3. the catholic church does this every time a major technology reshapes humanity. they wrote "rerum novarum" in 1891 to respond to the industrial revolution. when nuclear weapons threatened the world in the 1960s, they wrote "pacem in terris." climate change and runaway tech got "laudato si" in 2015. now AI gets "magnifica humanitas." they don't issue these often.
4. the pope's main line: "AI needs to be disarmed." he literally compared AI to nuclear weapons. he said the church spent decades pushing for nuclear disarmament because the technology was too dangerous to leave in the hands of a few. he says AI is now in that same category.
5. anthropic co-founder christopher olah told the pope, on stage at the vatican, that anthropic's own research team keeps finding things inside their AI models that "mirror joy, satisfaction, fear, grief, and unease."
6. olah's reframe of what AI actually is: these things are grown. they're trained on a structure roughly modeled after the human brain and fed everything humans have ever written. in his own words: "they are made from us, from our words." he said even the people building them don't fully understand what's happening inside.
7. olah publicly admitted that every AI lab, including his own, faces pressure that can conflict with doing the right thing. commercial pressure to keep shipping, competitive pressure from other labs, plus the older pressures of pride and ambition. his solution: we desperately need outside critics with no skin in the game who will tell the labs when they're failing.
8. olah says there are 3 giant questions the AI labs cannot answer alone and the world needs religion and philosophy to step in on:
> how do we make sure poor countries actually benefit from AI?

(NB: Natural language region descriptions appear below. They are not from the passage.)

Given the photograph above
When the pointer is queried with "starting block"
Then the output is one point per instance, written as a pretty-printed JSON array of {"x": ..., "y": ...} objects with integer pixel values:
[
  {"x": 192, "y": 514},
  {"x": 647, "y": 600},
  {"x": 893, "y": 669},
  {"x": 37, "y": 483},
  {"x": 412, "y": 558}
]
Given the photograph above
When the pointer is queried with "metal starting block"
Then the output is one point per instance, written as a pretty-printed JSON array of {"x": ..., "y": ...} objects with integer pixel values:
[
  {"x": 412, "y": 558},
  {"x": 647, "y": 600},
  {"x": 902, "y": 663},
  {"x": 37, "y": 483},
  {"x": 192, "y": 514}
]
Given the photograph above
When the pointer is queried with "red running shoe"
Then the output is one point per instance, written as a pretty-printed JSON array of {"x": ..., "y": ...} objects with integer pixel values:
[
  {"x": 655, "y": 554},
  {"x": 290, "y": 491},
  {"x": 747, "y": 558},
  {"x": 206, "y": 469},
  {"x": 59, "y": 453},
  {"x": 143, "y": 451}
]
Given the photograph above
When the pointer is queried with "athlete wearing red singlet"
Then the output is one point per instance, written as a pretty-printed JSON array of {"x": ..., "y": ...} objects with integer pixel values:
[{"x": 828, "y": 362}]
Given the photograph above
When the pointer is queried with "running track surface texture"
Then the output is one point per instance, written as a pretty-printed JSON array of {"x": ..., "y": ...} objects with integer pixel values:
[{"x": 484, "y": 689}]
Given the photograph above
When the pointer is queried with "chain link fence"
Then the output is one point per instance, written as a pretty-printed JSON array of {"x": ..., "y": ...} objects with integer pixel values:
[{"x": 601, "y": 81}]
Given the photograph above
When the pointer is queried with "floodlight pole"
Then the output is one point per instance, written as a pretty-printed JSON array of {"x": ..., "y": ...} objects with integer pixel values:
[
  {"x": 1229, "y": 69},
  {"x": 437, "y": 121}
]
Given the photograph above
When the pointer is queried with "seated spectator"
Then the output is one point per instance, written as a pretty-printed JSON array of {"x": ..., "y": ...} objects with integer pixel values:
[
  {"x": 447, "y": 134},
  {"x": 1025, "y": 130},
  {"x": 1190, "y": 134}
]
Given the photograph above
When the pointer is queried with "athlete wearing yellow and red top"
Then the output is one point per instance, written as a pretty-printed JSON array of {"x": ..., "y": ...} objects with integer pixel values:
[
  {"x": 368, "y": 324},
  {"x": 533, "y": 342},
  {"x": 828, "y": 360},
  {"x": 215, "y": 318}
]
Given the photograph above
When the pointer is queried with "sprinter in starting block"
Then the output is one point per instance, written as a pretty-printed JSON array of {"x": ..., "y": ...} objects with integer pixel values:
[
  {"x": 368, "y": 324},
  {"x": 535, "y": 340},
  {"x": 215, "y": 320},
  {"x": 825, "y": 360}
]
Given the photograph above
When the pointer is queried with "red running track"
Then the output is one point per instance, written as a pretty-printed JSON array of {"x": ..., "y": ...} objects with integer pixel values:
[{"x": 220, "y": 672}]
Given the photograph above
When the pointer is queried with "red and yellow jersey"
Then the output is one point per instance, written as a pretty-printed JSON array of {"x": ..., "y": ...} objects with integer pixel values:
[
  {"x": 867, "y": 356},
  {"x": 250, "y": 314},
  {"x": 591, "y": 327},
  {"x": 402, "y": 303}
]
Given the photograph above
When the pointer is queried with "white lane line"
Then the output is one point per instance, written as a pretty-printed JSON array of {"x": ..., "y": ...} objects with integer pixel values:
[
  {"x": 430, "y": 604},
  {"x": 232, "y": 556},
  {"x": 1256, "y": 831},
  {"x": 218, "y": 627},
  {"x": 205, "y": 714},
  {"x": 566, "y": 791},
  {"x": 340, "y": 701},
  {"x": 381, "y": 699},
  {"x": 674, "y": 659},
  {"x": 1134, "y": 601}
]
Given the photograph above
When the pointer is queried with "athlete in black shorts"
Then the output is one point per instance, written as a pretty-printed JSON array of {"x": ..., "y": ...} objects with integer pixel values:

> what does human flourishing even look like in this new world?
> and what are these things we're actually building?
9. one of the sharpest lines in the whole encyclical: "the promise of automatic general prosperity often proves illusory." translation: the idea that AI will just make everyone rich on its own is a fantasy. someone has to actually design the system so the benefits get shared.
10. the pope also pulled out a 100-year-old quote: "contemporary man has not been trained to use power well." said by a theologian back in the 1920s. the whole encyclical is basically a long argument that we need to learn how to use this kind of power before it uses us.
11. the pope kept stressing that he doesn't have the technical answers. but he says the church has thousands of years of wisdom on what it means to be human, and that wisdom is exactly what's missing from how we're building AI right now. his closing line: this technology should serve "human flourishing and human dignity, not control consciences."